Is my proof for the existence of roots of an odd-degree polynomial correct?

Question

$\color{crimson}{\text{Problem}}$

Show that if $f:\mathbb{R}\to\mathbb{R}$ be a polynomial of odd degree with real coefficients then it has at least one real root.

$\color{green}{\text{Proof}}$

Let $$f(x)=a_{2n+1}x^{2n+1}+a_{2n}x^{2n}+\ldots+a_1x+a_0$$ be a polynomial where $a_i\in\mathbb{R}$ for all $i\in \{1,2,\ldots,2n+1\}$ and $a_{2n+1}\ne 0$. Without loss of generality we can also assume that $a_0>0$. Then, $$\boxed{f(0)>0}$$

Case 1

Let $a_i\ne 0$ for all $i\in \{1,2,\ldots,2n+1\}$. Then we rewrite $f(x)$ as,

$$f(x)=x^{2n}\left(a_{2n+1}x+a_{2n}\right)+\ldots+(a_1x+a_0)$$Now observe that the sign of the terms of the form $x^{2i}\left(a_{2i+1}x+a_{2i}\right)$ depends only on the sign of $\left(a_{2i+1}x+a_{2i}\right)$. So, if we want to show that $f(x)<0$ for some $x\in\mathbb{R}$, it suffices to show that each terms of the form $\left(a_{2i+1}x+a_{2i}\right)<0$. This arguments shows that $f(x_0)<0$ for any $x_0\in \mathbb{R}$ such that, $$x_0<\min\left(-\dfrac{a_{2n}}{a_{2n+1}},-\dfrac{a_{2n-2}}{a_{2n-1}},\ldots,-\dfrac{a_{0}}{a_{1}}\right)$$

Case 2

If on the other hand $a_{2i+1}=0$ for some $i$'s (if $a_{2i}$'s are $0$, it won't affect the argument of Case 1) then we define the polynomial $g:\mathbb{R}\to\mathbb{R}$ defined by, $$g(x)=b_{2n+1}x^{2n+1}+b_{2n}x^{2n}+\ldots+b_1x+b_0$$ where, $$b_{2i+1}\begin{cases}=-1 & \text{if}\ a_{2i+1}=0\\=a_{2i+1} & \text{if}\ a_{2i+1}\ne0\end{cases}$$Then, to the polynomial $g(x)$, the argument of Case 1 applies.

Now for this $g(x)$ we choose $x_0$ is such a manner that $x_0<0$. Then $g(x_0)<0$ and also $g(x_0)>f(x_0)$. Consequently $f(x_0)<0$

What is left now is to apply Bolzano's Theorem to conclude the existence of a root.

Answer 1

It might not be possible to find an $x$ such that all the $a_{2i+1}x + a_{2i}$ are negative. The interval you suggested, $x < \min -\frac{a_{2i}}{a_{2i+1}}$, is not valid because $a_{2i+1}x < -a_{2i}$ does not imply $x < -a_{2i}/a_{2i+1}$. The direction of the inequality changes when you divide by a negative number. So, sometimes, your argument will need $x$ to be bigger than some things and smaller than others. This may not always happen: as in André's example $x^3 - x^2 - x + 2$, you would want $x - 1 < 0$ and $-x + 2 < 0$, i.e. $x < 1$ and $x > 2$. No such $x$ exists!

Answer 2

You are really proving the simpler result that an odd degree polynomial attains both positive and negative values. This is true in more general situations where the polynomial might not have a root (over $\mathbb{Q}$, for example, or for any subset of $\mathbb{R}$ that contains unboundedly large and small values).

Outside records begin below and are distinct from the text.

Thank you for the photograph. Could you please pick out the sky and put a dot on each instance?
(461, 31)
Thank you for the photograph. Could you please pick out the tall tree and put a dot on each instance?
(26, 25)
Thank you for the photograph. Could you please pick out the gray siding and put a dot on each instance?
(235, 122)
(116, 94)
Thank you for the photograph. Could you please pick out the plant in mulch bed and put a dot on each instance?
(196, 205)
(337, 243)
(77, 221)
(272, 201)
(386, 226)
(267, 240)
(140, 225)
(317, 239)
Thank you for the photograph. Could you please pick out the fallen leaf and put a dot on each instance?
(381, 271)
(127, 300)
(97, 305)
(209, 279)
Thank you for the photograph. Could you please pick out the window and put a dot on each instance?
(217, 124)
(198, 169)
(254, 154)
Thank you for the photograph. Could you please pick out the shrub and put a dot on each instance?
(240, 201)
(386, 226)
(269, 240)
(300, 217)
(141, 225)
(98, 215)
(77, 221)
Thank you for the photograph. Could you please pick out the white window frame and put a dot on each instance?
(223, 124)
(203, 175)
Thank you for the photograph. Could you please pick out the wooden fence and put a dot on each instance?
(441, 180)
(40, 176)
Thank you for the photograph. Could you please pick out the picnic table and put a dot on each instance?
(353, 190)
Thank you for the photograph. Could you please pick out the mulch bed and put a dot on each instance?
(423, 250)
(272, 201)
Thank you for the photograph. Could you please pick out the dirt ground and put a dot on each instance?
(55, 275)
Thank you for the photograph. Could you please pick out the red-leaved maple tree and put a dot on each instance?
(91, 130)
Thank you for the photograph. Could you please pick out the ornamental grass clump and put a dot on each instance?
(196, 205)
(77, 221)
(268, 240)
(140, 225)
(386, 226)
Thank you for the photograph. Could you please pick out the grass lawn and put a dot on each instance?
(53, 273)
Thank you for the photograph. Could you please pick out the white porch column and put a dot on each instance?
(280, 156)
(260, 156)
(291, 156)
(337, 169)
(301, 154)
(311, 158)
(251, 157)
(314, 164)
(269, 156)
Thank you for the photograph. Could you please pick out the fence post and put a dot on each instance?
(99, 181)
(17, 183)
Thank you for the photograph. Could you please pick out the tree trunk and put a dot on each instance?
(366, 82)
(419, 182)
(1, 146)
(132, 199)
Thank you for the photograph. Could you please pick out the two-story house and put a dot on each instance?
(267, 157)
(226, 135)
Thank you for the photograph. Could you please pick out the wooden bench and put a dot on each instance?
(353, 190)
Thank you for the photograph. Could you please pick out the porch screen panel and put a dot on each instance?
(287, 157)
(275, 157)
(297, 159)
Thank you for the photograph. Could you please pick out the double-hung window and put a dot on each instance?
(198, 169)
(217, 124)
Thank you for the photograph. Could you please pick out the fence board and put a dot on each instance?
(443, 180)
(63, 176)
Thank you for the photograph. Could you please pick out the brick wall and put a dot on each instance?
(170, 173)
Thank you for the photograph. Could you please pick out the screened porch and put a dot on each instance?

For large values of $|x|$, the sign of the polynomial is the same as the sign of the highest-degree term. This is what leads to the positive and negative values and is the method used in every published proof of the theorem (that I have ever seen).

The complication with using the highest two terms, $x^{2n}(px+q)$, is that the $q$ part can work against the $px$ part, and to show that this doesn't ultimately cause problems amounts to showing that the highest term by itself dominates everything. Which is the traditional proof.

Answer 3

For a rigorous proof, you can use Least Upper Bound principle of real numbers (which defines of real numbers- the smallest set containing rational numbers and satisfying the least upper bound property) and the continuity of polynomials.

The roots of any monic polynomial are bounded (Some bounds can be found here). So above the positive boound und f(x)>0 and below the negativ bound f(x)<0. These give sufficint conditions to apply least upper bound principle and deduce that the set {$x:f(x)<0$ has a supremum, say $X$. Continuity has not been used till this point. $f(X)<0$ and $f(X)>0$ can be discounted using continuity arguments, which completes the proof.